Oposición al cohete SLS
El núcleo de la controversia es el cohete Space Launch System (SLS), que Musk calificó de «inviable económicamente» por ser totalmente desechable. A diferencia de los cohetes reutilizables de SpaceX, cada lanzamiento del SLS destruye un cohete cuyo costo de producción ronda los $2.5 mil millones. Hasta la fecha, se han invertido aproximadamente $24 mil millones en su desarrollo, beneficiando principalmente a contratistas como Boeing, Aerojet Rocketdyne y Northrop Grumman.
Postura de Isaacman y conflicto político
Durante sus audiencias de confirmación en el Senado, Isaacman respaldó el uso del SLS para las próximas dos misiones Artemis, pero declaró que «no es la solución a largo plazo para viajar frecuentemente a la Luna y Marte». La relación entre Musk y el presidente Trump se deterioró tras la revocación abrupta de la nominación de Isaacman como administrador de la NASA, tensión que podría intensificarse si Trump firma la ley.

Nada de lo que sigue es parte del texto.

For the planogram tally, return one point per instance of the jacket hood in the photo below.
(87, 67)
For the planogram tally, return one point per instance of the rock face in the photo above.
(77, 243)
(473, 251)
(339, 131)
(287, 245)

Destino de los fondos aprobados
- $4.1 mil millones para cohetes SLS adicionales (misiones Artemis 4 y 5)
- $2.6 mil millones para completar la estación orbital lunar Gateway
- $1.25 mil millones para operaciones extendidas de la Estación Espacial Internacional
- $325 millones a SpaceX para desarrollar nave de desorbitación de la ISS
Esta asignación contradice la propuesta presupuestaria original de Trump en mayo, que planteaba «eliminar progresivamente el SLS después de la misión Artemis III».

Futuro incierto para la exploración lunar
La aprobación congresional marca un punto de inflexión en la política espacial estadounidense, priorizando el programa tradicional de la NASA sobre visiones alternativas promovidas por actores comerciales. El desenlace definitivo dependerá de la firma presidencial y del desarrollo de las tensiones entre la administración y los líderes de la industria espacial privada.